I don’t love Mahler. I have tried, multiple times, to fall in love with Mahler the way so many people do so easily, but it is very hard for me to love a man who stuffs approximately three full-length concert programs’ worth of material into a single symphony as if a symphony were a vacuum-sealed space saver bag. I realize this is very rich coming from a person whose writing tendencies fall squarely in the category of “whatever the opposite of ‘concise’ is,” but I must speak my truth!
I don’t loathe Mahler the way I loathe Wagner (both the man and the music). I don’t even dislike Mahler the way I dislike Bruckner, nor do I care to make fun of Mahler the way I will endlessly dunk on Berlioz.
That being said, Mahler symphonies are simply not my jam. The amount of Mahler (approximately the first 30 seconds of the 5th Symphony) in Tár was the perfect amount of Mahler for me. If the human manifestation of a Mahler symphony were to approach me at a party, I would make no eye contact with him and scramble out of there like a spooked fawn before he could launch into conversation.

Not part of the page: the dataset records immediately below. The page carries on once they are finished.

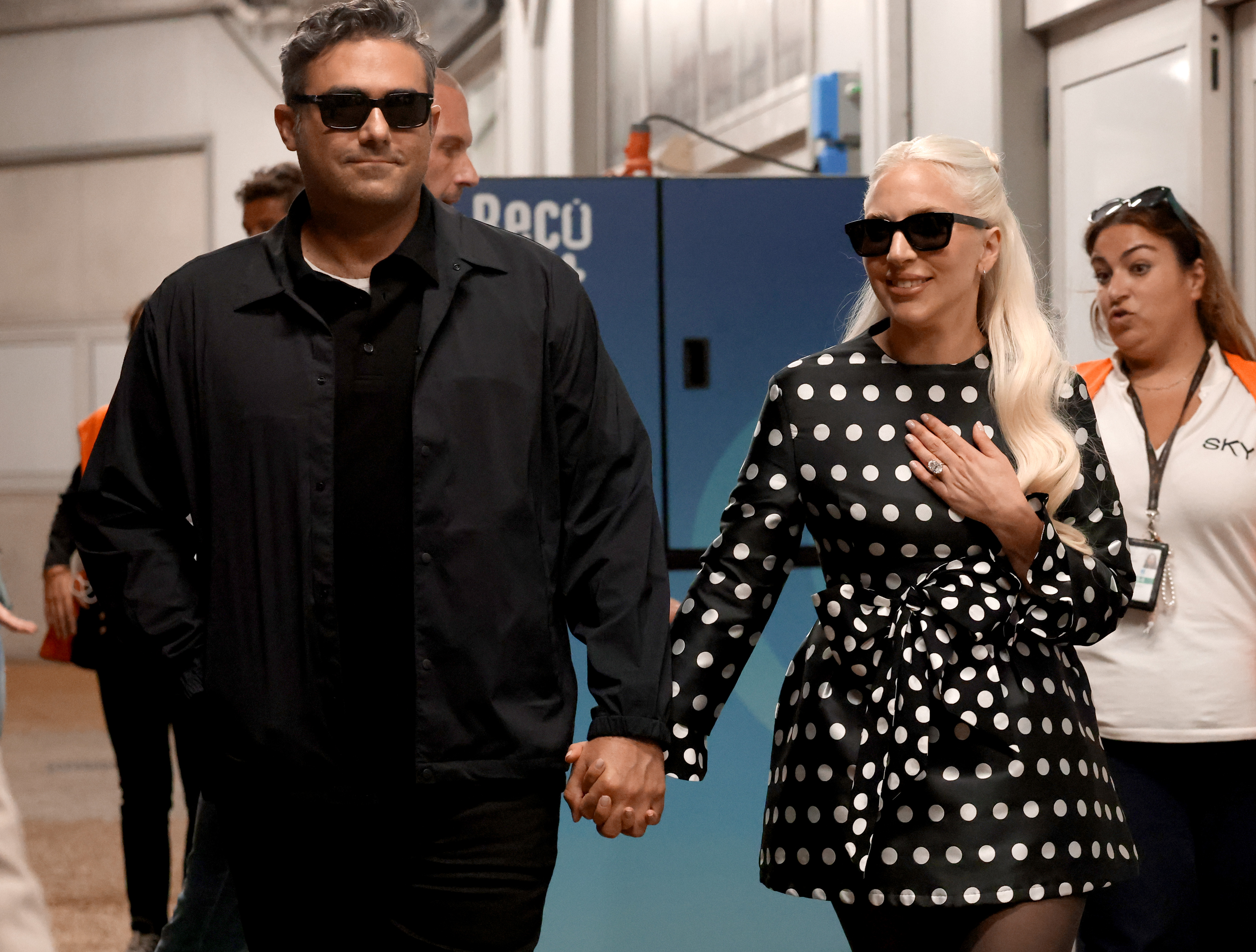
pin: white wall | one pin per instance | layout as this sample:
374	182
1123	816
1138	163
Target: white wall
144	83
126	145
955	70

So when I got tickets to hear MTT (Michael Tilson Thomas) conducting Mahler’s 9th with the LA Phil, I was 1000% going for MTT. Both because of the long-standing parasocial relationship I have nursed with MTT—who is, after all, the foremost living Mahler interpreter—and because I am painfully aware that there are not many more opportunities to hear him. At this point, I would buy tickets to hear MTT conduct anything: Wagner, Berlioz, a handbell choir of toddlers.